I can’t tell you the amount of times I heard someone boast about losing 10 pounds because of the new detox regimen they are on. When I asked them how they felt on the cleanse, the answer is almost always “starving.” Torturing yourself emotionally, mentally, and physically for quick results on the scale is not the answer. In fact, it puts your health at risk! When it comes to rapid weight loss, the weight dropped is mostly water weight and muscle. Losing muscle mass not only decreases your strength but also your resting metabolic rate. This is why most people gain the weight back plus a few pounds after their cleanse has ended. Long-term weight loss takes a lot of time, effort and patience.  Rather than letting your vanity take charge, focus on maintainable changes that keep your healthiest self in mind.


3. Celebrate the small stuff

Oftentimes, New Year’s resolutions are driven by outcomes, not progress.
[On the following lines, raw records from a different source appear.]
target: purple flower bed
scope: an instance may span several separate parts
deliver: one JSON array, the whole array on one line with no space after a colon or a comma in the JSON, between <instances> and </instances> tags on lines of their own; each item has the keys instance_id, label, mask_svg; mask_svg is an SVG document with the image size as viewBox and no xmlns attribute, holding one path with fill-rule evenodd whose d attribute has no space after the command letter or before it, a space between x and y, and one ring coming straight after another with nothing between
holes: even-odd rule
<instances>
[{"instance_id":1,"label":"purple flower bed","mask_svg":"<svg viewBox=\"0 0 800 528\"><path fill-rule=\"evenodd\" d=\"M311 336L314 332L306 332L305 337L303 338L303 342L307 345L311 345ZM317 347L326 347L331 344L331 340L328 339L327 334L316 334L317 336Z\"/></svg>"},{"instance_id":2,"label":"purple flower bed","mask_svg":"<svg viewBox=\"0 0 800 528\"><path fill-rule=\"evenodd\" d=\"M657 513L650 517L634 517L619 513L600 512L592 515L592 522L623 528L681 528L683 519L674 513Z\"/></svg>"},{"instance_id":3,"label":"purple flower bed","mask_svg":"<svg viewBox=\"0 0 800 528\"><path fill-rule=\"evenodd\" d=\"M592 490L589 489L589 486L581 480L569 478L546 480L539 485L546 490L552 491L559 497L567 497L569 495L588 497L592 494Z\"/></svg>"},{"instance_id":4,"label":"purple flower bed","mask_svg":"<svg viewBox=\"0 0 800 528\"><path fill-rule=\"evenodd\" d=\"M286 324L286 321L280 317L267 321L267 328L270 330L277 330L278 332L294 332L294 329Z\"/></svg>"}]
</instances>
This is why many people give up their commitments by mid-February. It’s easy to become demotivated when your brain is stuck in big picture mode. By being present and appreciating your small successes, you are much more likely to stick with the goals you sought to achieve. Not sure of how to celebrate the little victories in life? Check out some of these fun ideas that won't set you back. 

I wish you all a year of self-discovery, self-kindness and of course, self-improvement.